Dr. Miller’s research focuses on how sex hormones, such as estrogen and testosterone, affect the blood vessels and heart in women and men, as well as the role of other gender differences in cardiovascular health.
An important part of her research is to advocate for research that is sex-specific, meaning that research studies include both men and women, and that the results are analyzed separately by sex. Historically, and today even, that has not always happened, but it is so important, Dr. Miller says. “It is poor science to study one sex and apply the results to the other,” she says. “In the end, that does not help health care providers treat patients the best they can. With heart disease still as the No. 1 cause of death in women and men, we need to continue to research in the best ways possible in order to treat heart disease.”

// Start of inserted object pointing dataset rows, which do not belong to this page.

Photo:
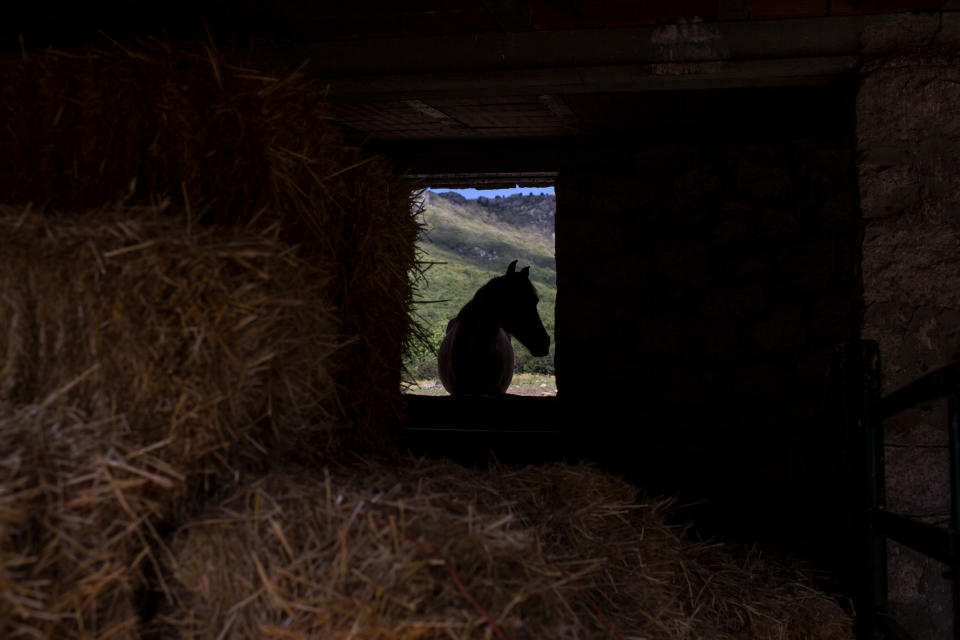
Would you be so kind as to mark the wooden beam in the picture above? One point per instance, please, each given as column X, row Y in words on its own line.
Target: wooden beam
column 442, row 118
column 691, row 42
column 510, row 15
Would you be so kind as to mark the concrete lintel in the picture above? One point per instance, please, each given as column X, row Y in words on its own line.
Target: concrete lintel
column 600, row 79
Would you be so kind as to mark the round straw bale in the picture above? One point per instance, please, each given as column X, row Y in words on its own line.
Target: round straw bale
column 80, row 500
column 205, row 337
column 432, row 550
column 226, row 145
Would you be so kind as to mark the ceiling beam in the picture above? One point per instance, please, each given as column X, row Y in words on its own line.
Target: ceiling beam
column 510, row 15
column 665, row 43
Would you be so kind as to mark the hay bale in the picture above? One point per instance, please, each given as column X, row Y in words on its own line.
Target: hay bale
column 140, row 358
column 80, row 503
column 206, row 337
column 224, row 145
column 434, row 550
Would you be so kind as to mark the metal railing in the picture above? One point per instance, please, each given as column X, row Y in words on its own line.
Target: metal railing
column 866, row 412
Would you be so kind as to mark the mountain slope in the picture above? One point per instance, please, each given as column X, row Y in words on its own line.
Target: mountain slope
column 472, row 241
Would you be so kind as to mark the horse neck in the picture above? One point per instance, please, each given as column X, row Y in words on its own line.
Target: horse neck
column 481, row 315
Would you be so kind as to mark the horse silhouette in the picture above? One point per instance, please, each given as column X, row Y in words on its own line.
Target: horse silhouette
column 475, row 355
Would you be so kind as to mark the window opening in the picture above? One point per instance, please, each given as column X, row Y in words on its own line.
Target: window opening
column 470, row 236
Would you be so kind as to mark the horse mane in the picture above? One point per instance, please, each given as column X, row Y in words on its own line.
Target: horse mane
column 485, row 291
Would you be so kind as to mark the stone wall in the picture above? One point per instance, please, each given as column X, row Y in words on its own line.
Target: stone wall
column 908, row 131
column 702, row 287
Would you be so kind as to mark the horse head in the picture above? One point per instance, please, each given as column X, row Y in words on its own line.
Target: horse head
column 518, row 313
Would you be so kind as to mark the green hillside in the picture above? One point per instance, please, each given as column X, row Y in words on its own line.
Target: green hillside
column 471, row 241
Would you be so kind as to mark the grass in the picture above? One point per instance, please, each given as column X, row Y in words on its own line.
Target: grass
column 524, row 384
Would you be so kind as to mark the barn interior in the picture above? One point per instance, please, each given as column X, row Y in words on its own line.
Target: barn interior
column 742, row 186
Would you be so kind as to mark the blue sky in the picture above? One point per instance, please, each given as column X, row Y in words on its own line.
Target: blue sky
column 471, row 194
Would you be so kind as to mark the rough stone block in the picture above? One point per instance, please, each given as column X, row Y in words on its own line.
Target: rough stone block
column 832, row 318
column 782, row 330
column 760, row 180
column 743, row 302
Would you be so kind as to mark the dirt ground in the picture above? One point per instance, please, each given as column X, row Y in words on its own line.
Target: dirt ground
column 524, row 384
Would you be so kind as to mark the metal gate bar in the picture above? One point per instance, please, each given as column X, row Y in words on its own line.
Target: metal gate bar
column 877, row 524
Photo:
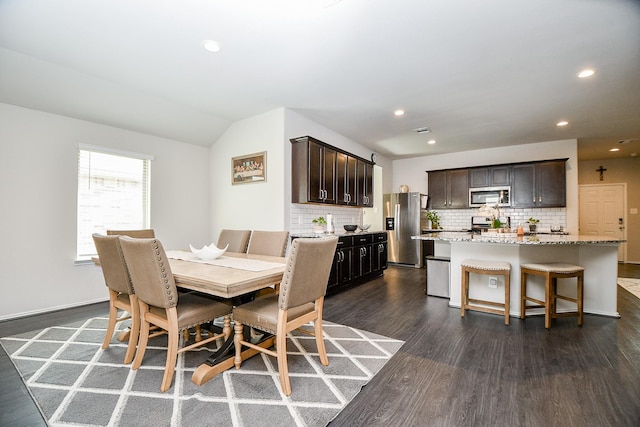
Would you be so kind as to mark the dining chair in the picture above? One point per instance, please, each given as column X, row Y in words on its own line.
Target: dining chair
column 236, row 239
column 300, row 301
column 161, row 305
column 121, row 292
column 144, row 233
column 272, row 243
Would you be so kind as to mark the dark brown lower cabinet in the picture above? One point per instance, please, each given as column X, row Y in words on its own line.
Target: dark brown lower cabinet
column 358, row 259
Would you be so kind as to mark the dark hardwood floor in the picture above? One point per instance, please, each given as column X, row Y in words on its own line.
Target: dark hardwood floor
column 452, row 371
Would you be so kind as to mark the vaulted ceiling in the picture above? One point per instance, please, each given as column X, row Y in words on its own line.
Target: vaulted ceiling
column 478, row 74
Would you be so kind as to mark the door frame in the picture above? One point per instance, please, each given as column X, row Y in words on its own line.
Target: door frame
column 624, row 211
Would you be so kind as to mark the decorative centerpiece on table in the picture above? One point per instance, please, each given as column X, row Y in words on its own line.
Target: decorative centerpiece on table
column 493, row 211
column 319, row 224
column 533, row 224
column 434, row 219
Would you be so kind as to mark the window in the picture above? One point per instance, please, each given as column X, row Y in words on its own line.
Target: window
column 113, row 193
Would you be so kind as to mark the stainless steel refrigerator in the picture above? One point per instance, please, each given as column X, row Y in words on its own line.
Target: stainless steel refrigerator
column 405, row 216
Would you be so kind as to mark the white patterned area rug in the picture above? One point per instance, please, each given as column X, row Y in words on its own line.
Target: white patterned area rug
column 75, row 382
column 631, row 285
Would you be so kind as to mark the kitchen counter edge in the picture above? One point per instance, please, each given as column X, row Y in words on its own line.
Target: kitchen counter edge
column 545, row 239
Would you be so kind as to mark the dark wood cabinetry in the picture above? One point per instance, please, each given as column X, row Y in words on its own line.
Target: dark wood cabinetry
column 347, row 171
column 533, row 184
column 449, row 189
column 358, row 259
column 365, row 184
column 539, row 185
column 321, row 173
column 491, row 176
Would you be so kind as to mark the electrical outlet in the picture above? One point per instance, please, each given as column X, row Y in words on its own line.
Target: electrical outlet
column 493, row 282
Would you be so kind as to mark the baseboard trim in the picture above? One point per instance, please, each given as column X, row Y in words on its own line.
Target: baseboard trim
column 50, row 309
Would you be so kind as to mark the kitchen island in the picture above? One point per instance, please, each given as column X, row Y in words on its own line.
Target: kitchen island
column 597, row 254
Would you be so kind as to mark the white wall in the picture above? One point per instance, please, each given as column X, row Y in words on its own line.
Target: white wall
column 412, row 171
column 38, row 184
column 253, row 206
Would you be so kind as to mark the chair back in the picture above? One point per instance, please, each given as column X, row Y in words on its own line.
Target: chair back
column 150, row 271
column 272, row 243
column 307, row 273
column 236, row 239
column 141, row 234
column 114, row 268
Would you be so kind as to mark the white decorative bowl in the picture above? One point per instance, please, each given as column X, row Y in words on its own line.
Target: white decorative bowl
column 208, row 253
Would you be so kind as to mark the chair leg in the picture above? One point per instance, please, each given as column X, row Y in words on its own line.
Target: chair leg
column 144, row 336
column 283, row 368
column 134, row 332
column 172, row 348
column 580, row 298
column 237, row 340
column 464, row 294
column 113, row 317
column 322, row 350
column 547, row 301
column 226, row 326
column 523, row 294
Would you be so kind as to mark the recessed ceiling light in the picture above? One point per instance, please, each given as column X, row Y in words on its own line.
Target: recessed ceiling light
column 211, row 45
column 586, row 73
column 421, row 130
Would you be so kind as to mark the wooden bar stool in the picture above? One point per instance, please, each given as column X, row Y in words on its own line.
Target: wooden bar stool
column 490, row 268
column 551, row 273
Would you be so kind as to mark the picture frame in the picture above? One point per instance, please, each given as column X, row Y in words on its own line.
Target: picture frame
column 250, row 168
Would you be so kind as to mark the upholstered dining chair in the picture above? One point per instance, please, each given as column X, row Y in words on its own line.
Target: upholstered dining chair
column 273, row 243
column 141, row 234
column 300, row 301
column 121, row 292
column 236, row 239
column 161, row 305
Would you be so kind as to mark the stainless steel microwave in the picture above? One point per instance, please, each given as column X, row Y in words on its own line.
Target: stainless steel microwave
column 500, row 196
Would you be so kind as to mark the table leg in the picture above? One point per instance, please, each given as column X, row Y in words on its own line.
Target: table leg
column 222, row 359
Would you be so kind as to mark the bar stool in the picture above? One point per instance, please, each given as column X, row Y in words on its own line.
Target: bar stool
column 551, row 273
column 490, row 268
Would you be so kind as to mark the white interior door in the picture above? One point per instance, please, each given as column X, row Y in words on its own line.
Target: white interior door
column 602, row 209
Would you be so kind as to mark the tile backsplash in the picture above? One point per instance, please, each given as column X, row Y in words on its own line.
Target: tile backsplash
column 461, row 218
column 302, row 215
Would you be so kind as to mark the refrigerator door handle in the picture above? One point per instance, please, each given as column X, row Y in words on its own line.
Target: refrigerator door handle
column 397, row 221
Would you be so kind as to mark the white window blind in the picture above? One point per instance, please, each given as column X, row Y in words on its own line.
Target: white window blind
column 113, row 193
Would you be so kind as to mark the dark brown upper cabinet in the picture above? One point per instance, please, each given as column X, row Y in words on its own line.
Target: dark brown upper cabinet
column 539, row 185
column 449, row 189
column 491, row 176
column 321, row 173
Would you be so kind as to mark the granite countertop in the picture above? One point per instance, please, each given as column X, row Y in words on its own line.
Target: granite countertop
column 338, row 234
column 509, row 238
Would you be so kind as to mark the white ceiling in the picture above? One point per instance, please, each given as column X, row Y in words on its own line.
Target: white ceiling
column 478, row 73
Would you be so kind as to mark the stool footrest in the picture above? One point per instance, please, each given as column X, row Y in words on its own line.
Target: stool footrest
column 479, row 301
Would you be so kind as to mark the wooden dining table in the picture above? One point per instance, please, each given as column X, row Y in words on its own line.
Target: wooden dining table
column 235, row 277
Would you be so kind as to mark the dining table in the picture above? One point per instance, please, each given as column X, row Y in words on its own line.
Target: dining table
column 235, row 277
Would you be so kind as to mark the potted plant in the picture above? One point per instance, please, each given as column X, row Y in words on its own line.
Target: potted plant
column 533, row 224
column 434, row 218
column 319, row 224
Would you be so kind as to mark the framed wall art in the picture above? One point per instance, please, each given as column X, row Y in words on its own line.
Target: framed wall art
column 249, row 168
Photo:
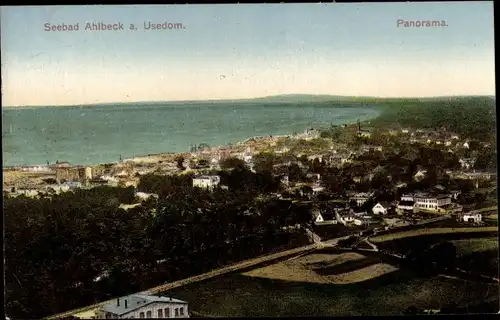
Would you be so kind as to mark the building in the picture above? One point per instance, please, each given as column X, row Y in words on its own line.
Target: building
column 206, row 181
column 70, row 173
column 144, row 306
column 314, row 176
column 467, row 163
column 324, row 218
column 431, row 202
column 405, row 205
column 317, row 188
column 381, row 208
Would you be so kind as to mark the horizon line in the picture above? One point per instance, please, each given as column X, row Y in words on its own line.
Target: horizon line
column 250, row 99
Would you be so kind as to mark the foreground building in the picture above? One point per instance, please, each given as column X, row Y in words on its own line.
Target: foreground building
column 144, row 306
column 206, row 181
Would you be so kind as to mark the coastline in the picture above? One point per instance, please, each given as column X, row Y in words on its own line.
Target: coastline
column 155, row 158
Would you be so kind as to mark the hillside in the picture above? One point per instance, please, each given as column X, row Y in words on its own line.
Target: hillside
column 473, row 117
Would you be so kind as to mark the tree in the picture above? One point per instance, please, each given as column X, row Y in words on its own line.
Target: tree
column 180, row 163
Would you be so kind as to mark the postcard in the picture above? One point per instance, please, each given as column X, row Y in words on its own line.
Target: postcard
column 249, row 160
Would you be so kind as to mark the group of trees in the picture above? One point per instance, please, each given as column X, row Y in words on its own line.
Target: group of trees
column 56, row 247
column 472, row 117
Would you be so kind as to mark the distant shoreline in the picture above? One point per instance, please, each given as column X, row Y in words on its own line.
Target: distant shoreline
column 286, row 98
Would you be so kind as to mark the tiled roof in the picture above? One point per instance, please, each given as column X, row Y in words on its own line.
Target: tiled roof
column 136, row 301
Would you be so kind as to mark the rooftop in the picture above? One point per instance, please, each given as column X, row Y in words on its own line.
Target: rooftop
column 136, row 301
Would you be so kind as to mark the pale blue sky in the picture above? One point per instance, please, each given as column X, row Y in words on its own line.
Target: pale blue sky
column 261, row 49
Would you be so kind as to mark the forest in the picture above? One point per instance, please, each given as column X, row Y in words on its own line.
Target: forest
column 471, row 117
column 57, row 247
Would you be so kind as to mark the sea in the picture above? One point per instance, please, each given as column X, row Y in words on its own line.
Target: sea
column 104, row 133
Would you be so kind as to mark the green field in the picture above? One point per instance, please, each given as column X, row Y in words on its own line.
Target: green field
column 266, row 292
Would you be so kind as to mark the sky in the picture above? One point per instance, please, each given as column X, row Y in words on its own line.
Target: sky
column 244, row 51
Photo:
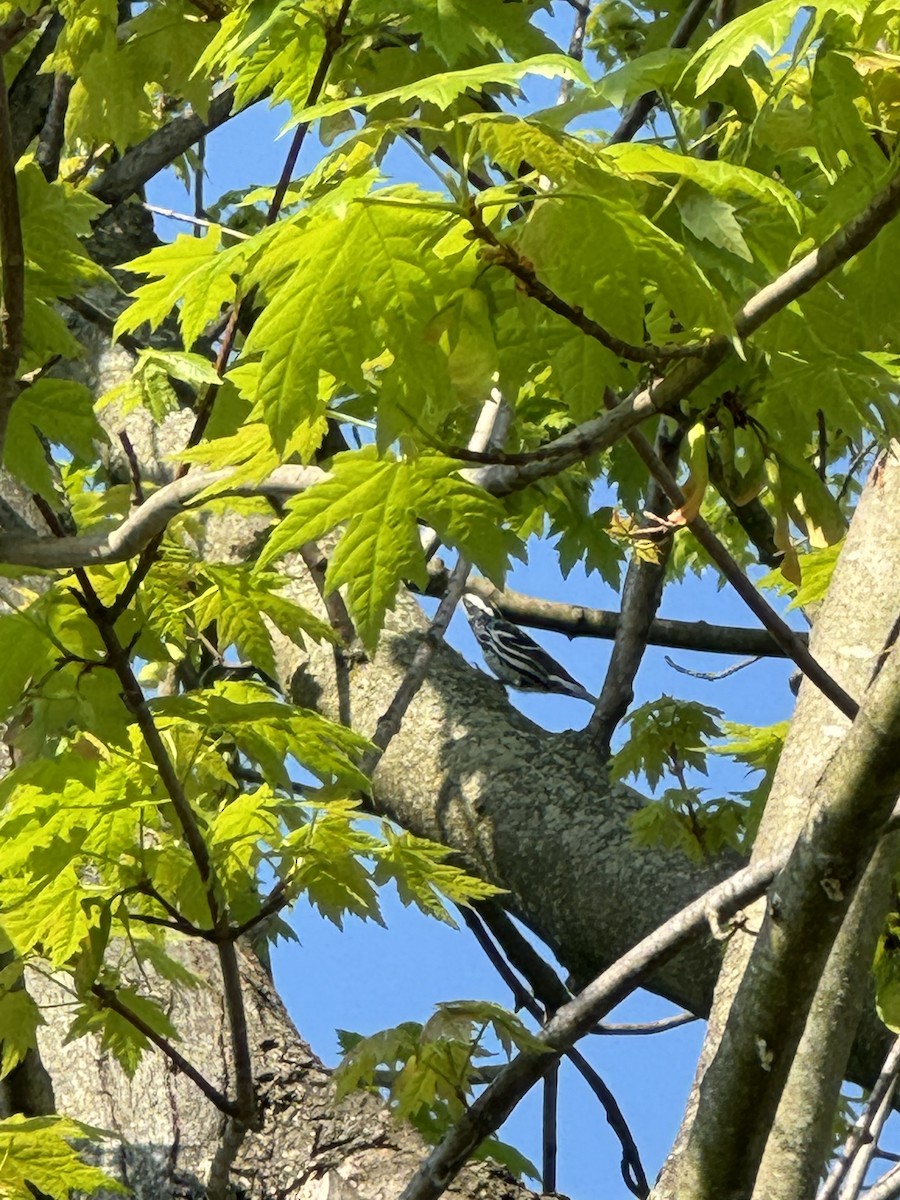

Dr. Miller was the principal investigator for the Mayo site of the multicenter clinical trial, Kronos Early Estrogen Prevention Study (KEEPS) and is currently the principal investigator for the Specialized Center of Research on Sex Differences. She also has authored more than 250 original publications and reviews. In addition to serving on grant review panels and editorial boards for scientific journals, she served as a member of the governing council for the American Physiological Society and as President of the Organization for the Study of Sex Differences.
Sharonne Hayes, M.D., a Mayo Clinic cardiologist and founder of Mayo Clinic's Women's Heart Clinic, also won a Woman's Day Red Dress Award in 2009.